“I’m the engineer, you’re only the pilot?”
It is so good to have the Australian teacher, Yasodai Selvakumaran, recognised among the top ten in the world as a teacher in this Global World Teacher Prize. Her focus on the humanities is vital in a nation where the 2015 Australian National Curriculum review reinforced a divide between STEM and HASS. I hope that, at Rooty Hill High School NSW, with its inclusive multi-cultural philosophy, no such divide is allowed to permeate the attitudes of staff and students.

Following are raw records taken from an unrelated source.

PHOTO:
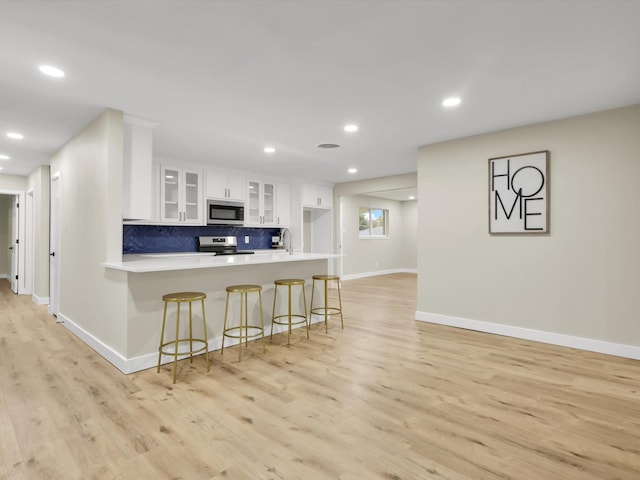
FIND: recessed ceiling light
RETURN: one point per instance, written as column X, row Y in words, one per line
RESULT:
column 51, row 71
column 451, row 102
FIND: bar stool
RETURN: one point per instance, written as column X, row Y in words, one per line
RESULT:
column 302, row 318
column 256, row 330
column 325, row 309
column 201, row 343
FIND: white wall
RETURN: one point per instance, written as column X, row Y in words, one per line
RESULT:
column 582, row 279
column 364, row 256
column 410, row 235
column 38, row 183
column 14, row 183
column 6, row 217
column 93, row 300
column 399, row 253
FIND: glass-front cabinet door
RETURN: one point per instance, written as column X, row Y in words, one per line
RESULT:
column 181, row 196
column 261, row 203
column 254, row 215
column 192, row 197
column 269, row 204
column 170, row 195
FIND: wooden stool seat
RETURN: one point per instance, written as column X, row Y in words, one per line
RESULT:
column 290, row 316
column 201, row 344
column 326, row 310
column 237, row 330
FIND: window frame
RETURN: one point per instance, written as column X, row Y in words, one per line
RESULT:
column 370, row 236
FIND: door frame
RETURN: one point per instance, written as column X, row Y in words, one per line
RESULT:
column 54, row 244
column 24, row 276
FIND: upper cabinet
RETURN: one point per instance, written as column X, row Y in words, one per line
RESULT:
column 225, row 185
column 137, row 169
column 181, row 196
column 283, row 204
column 261, row 203
column 317, row 195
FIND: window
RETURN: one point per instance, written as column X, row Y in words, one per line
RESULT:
column 373, row 223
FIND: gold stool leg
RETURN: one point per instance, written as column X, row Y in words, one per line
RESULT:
column 175, row 358
column 264, row 347
column 206, row 340
column 340, row 305
column 164, row 319
column 326, row 306
column 289, row 314
column 243, row 306
column 273, row 312
column 304, row 301
column 190, row 334
column 224, row 326
column 313, row 289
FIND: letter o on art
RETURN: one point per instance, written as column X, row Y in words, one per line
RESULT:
column 526, row 180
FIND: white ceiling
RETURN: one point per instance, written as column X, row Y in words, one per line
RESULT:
column 226, row 78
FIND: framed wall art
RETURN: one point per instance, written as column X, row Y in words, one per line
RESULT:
column 519, row 193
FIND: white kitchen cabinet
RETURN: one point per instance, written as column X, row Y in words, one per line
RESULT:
column 283, row 204
column 260, row 208
column 181, row 196
column 225, row 185
column 137, row 170
column 317, row 195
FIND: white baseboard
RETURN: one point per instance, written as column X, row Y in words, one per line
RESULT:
column 40, row 300
column 355, row 276
column 150, row 360
column 108, row 353
column 599, row 346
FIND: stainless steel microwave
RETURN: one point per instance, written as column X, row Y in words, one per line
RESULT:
column 221, row 212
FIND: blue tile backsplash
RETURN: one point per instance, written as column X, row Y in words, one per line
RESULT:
column 169, row 238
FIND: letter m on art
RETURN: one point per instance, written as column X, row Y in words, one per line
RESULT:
column 498, row 200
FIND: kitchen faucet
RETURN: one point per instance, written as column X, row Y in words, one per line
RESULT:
column 290, row 247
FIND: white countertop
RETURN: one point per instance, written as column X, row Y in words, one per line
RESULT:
column 162, row 262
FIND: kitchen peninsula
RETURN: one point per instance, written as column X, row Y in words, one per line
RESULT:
column 150, row 276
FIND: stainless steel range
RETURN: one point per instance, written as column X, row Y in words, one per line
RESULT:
column 221, row 246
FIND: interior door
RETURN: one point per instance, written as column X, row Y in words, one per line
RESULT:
column 54, row 242
column 15, row 245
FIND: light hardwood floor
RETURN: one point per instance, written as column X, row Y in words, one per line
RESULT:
column 385, row 398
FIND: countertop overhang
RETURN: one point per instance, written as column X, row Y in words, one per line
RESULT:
column 158, row 262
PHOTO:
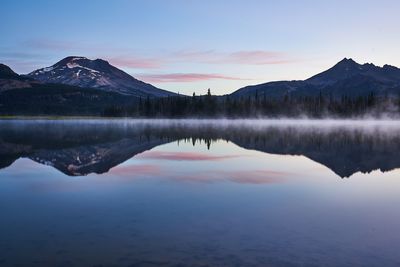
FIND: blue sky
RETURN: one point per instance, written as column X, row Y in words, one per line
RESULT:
column 189, row 46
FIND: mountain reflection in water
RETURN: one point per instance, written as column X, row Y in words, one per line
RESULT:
column 82, row 147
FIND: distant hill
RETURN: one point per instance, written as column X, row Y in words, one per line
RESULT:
column 97, row 74
column 345, row 78
column 11, row 80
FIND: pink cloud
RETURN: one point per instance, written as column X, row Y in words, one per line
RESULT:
column 136, row 62
column 185, row 77
column 131, row 170
column 189, row 156
column 246, row 57
column 242, row 177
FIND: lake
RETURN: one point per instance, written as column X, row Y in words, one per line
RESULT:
column 199, row 193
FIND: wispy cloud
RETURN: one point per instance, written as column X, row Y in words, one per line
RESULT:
column 241, row 177
column 184, row 77
column 135, row 170
column 181, row 156
column 136, row 62
column 245, row 57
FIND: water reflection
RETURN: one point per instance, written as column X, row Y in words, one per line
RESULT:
column 198, row 194
column 82, row 147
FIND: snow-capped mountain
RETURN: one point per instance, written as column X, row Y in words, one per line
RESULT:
column 99, row 74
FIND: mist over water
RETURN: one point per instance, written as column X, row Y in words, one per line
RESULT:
column 199, row 192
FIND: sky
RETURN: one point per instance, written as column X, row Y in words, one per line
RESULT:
column 189, row 46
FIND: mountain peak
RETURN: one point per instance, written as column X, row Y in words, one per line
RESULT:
column 7, row 72
column 347, row 62
column 83, row 72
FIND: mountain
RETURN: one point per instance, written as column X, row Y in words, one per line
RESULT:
column 347, row 77
column 11, row 80
column 22, row 95
column 98, row 74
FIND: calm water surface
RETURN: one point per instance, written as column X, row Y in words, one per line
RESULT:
column 186, row 193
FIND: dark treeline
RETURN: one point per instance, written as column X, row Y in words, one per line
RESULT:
column 209, row 106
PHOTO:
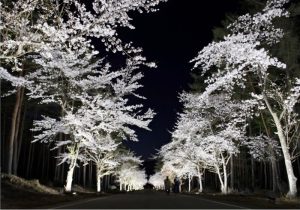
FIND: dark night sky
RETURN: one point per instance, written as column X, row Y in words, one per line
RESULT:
column 171, row 37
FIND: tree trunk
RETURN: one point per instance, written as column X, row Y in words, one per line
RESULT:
column 98, row 180
column 287, row 157
column 252, row 174
column 20, row 142
column 231, row 174
column 13, row 131
column 225, row 191
column 68, row 186
column 84, row 176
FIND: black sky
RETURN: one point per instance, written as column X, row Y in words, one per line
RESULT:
column 171, row 37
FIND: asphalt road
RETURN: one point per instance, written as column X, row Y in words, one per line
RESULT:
column 148, row 200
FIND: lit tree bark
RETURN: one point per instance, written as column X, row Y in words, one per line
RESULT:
column 13, row 131
column 68, row 186
column 98, row 180
column 287, row 158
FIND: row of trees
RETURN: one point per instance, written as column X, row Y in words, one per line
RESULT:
column 48, row 57
column 249, row 104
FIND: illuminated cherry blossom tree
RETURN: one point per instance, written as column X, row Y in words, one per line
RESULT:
column 242, row 55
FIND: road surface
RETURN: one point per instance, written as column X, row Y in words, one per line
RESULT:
column 148, row 200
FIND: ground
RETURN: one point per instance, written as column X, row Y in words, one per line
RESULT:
column 19, row 193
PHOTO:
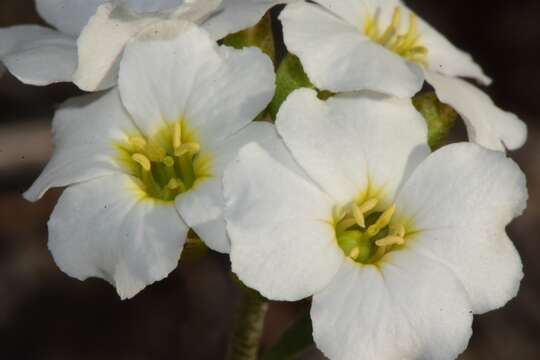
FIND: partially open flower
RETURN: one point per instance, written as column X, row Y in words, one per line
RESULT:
column 397, row 246
column 383, row 46
column 144, row 162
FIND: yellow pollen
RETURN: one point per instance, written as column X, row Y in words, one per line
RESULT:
column 189, row 148
column 382, row 221
column 390, row 240
column 177, row 136
column 142, row 160
column 138, row 141
column 405, row 45
column 354, row 253
column 168, row 161
column 155, row 152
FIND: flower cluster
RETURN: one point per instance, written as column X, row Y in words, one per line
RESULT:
column 342, row 200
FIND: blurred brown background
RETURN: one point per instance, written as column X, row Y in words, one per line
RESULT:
column 46, row 315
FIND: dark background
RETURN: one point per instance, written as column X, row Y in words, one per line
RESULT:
column 44, row 314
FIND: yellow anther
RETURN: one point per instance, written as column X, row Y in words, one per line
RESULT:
column 354, row 253
column 168, row 161
column 390, row 240
column 396, row 17
column 399, row 230
column 177, row 136
column 345, row 224
column 189, row 148
column 382, row 221
column 358, row 216
column 175, row 184
column 368, row 205
column 155, row 152
column 142, row 160
column 138, row 141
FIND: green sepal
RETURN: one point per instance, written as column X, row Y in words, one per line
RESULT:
column 290, row 76
column 297, row 338
column 439, row 117
column 194, row 249
column 260, row 36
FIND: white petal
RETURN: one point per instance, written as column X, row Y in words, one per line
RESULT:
column 410, row 308
column 349, row 140
column 202, row 207
column 445, row 58
column 217, row 90
column 85, row 130
column 338, row 57
column 146, row 6
column 68, row 16
column 487, row 124
column 102, row 42
column 282, row 241
column 237, row 15
column 461, row 198
column 101, row 228
column 37, row 55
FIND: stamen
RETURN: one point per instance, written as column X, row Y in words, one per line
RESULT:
column 138, row 142
column 168, row 161
column 390, row 240
column 191, row 148
column 177, row 136
column 142, row 160
column 354, row 253
column 382, row 221
column 175, row 183
column 358, row 216
column 345, row 224
column 155, row 152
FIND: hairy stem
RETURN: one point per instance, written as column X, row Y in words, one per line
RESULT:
column 248, row 330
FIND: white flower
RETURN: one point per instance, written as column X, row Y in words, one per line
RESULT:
column 381, row 45
column 91, row 35
column 144, row 161
column 398, row 247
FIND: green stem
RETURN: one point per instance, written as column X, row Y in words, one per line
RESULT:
column 248, row 330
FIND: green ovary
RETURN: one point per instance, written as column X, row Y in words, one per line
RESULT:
column 406, row 45
column 166, row 164
column 365, row 233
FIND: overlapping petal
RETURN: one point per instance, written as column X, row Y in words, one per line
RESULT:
column 101, row 43
column 217, row 90
column 68, row 16
column 460, row 211
column 202, row 207
column 487, row 124
column 283, row 242
column 85, row 132
column 37, row 55
column 103, row 228
column 346, row 143
column 409, row 308
column 338, row 57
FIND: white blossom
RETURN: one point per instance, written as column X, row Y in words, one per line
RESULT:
column 143, row 162
column 397, row 246
column 383, row 46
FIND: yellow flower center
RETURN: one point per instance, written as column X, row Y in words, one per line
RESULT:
column 167, row 164
column 366, row 234
column 406, row 45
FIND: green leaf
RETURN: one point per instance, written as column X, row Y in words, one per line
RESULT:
column 259, row 36
column 293, row 342
column 439, row 117
column 290, row 76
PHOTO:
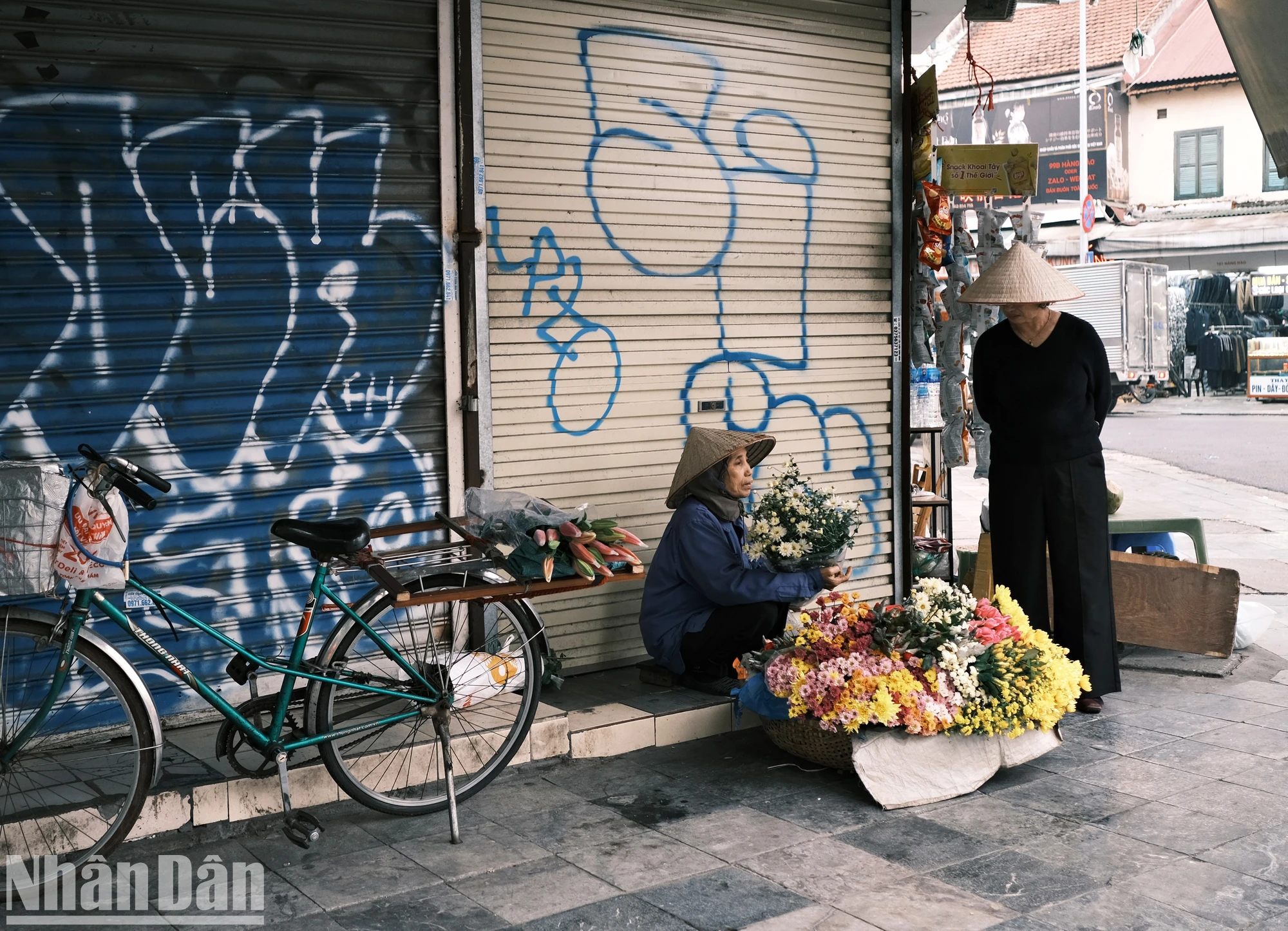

The human consequences of such an intellectual separation – and deliberate disconnection – have unhappily been made clear if the mention, on the ABC Radio National’s Saturday Extra story of March 23rd 2019, about the Boeing 737 Max 8 is true. Did Boeing engineers feel they knew everything about this plane? Did they feel those who flew this plane were only pilots? Did they feel they were lesser beings when pilots have the lives of so many in their care? Could that possibly be true? If there is evidence that such a contemptuous attitude towards pilots existed/exists at Boeing, what then? Could such an attitude have had a role in the tragic results in these two plane crashes? Listen to the interview.
Yasodai has a role in professional development and it looks like it is going to grow. I hope her insistence on the significance of the humanities means that there is a STEAM approach in her school. Sciences, Technology, Engineering, THE ARTS including the humanities, and Mathematics. That unnecessary 2015 curriculum review, required by the Federal Minister for Education, Christopher Pyne, ensured these cultures – Aboriginal and Torres Strait Islander, Indian, Chinese [put together as Asian] – were left on the Humanities, Arts, Social Sciences [HASS] side of the ‘cultural divide’. So, officially, these cultures’ contributions to science, technology, engineering and maths [STEM] have no place in the divisive way Australia’s curriculum content is now set up. The result, in effect, has been the sidelining, even in universities, of the humanities just when teachers in Australia had begun to make the interdisciplinary STEAM engagements across what has been called the ‘two cultures’ divide. I congratulate her. The recognition of Yasodai as one of the top 10 teachers in the world should send a message to all Australian educators who want to perpetuate the STEM/HASS divide that denigrates humanity.